Sen. Elizabeth Warren has released a K-12 education plan and, like so many of her other policy plans, it fully earns the headline term “sweeping.” Also “bold” and even potentially “inspiring.” In recent weeks Warren has taken some shots from the left for her past education stances, and in response to this plan we’re now going to see who was seriously concerned about education policy and who was just trying to drag her down to benefit their candidate. There’s so much good stuff here—increased funding, fighting privatization, fighting segregation, breaking up the school-to-prison pipeline, civil rights enforcement, supporting teachers, eliminating high-stakes testing—with Warren’s characteristic understanding of the links between racial justice and economic justice and government enforcement and transparency and the influence of money in our institutions.
As with so many of her other plans, Warren takes a racial and economic justice approach to education, writing that “The data show that more school funding significantly improves student achievement, particularly for students from low-income backgrounds. Yet our current approach to school funding at the federal, state, and local level underfunds our schools and results in many students from low-income backgrounds receiving less funding than other students on a per-student basis” and highlighting the racial disparities that result from this system. She calls for quadrupling federal Title I funding to schools with high proportions of students from low-income families, while requiring states to invest in education in order to get that funding, and changing funding formulas to better reach low-income students. Warren would also boost federal funding under the Individuals with Disabilities Education Act, create “Excellence Grants” for public schools “to invest in programs and resources that they believe are most important to their students,” promote community schools, and invest in school buildings, which are all too often crumbling.
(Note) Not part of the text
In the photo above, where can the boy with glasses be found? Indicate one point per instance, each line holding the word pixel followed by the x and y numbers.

But while funding is a key part of promoting equality in education, it’s not the only thing, and Warren adds a strong set of civil rights proposals. Funding is important in fighting rising school and residential segregation, the plan notes: “Modern residential segregation is driven at least in part by income inequality and parents seeking out the best possible school districts for their children. By investing more money in our public schools – and helping ensure that every public school is a great one – my plan will address one of the key drivers of residential segregation.” Warren would also strengthen civil rights enforcement in education, including applying it to the recent trend of “breakaway” districts, in which the wealthier, whiter areas of a town break away to form their own school district, leaving lower-income and less white populations in underfunded schools. Warren commits to civil rights enforcement not just for students of color but for students with disabilities, LGBTQ+ students, and English Language Learners and other kids from immigrant families. She’d address some of the key policies making schools punitive and stressful for students, pushing back on zero-tolerance discipline policies that contribute to the school-to-prison pipeline, canceling school lunch debt and calling for free school breakfasts and lunches, and eliminating high-stakes testing, which has so damaged the educational experience: “Schools have eliminated critical courses that are not subject to federally mandated testing, like social studies and the arts. They can exclude students who don’t perform well on tests. Teachers feel pressured to teach to the test, rather than ensuring that students have a rich learning experience.”
In that call to eliminate high-stakes testing, which is also so much about allowing teachers to make judgments as professionals, and in the final two broad areas of Warren’s plan, she clearly take cues from the teachers’ uprising of recent years. Warren calls for higher pay for teachers, points out that her earlier plan to eliminate student debt would teaching a more sustainable profession, and supports unions as a path to strength for teachers. She also has a slate of plans to diversify the teaching workforce and to expand professional development for teachers—and she would make the government pay for those classroom supplies that teachers all too often pay for out of their own pockets.
Finally, “To keep our traditional public school systems strong, we must resist efforts to divert public funds out of traditional public schools.” She’s not kidding around there. Warren calls for a ban on for-profit charter schools, including ones that are theoretically non-profit but outsource operations to for-profit companies, and to end federal funding for the expansion of charter schools—a key Betsy DeVos priority. Beyond that, she would subject existing charter schools to the same oversight and transparency requirements as public schools, and crack down on rampant fraud. She’d apply lobbying restrictions and disclosure requirements to companies lobbying school systems that get federal money, “Ban the sharing, storing, and sale of student data,” and require high-stakes testing companies that currently sell prior versions of their tests to students who can afford them to release those materials to everyone.
In short, Warren once again does have a plan for that.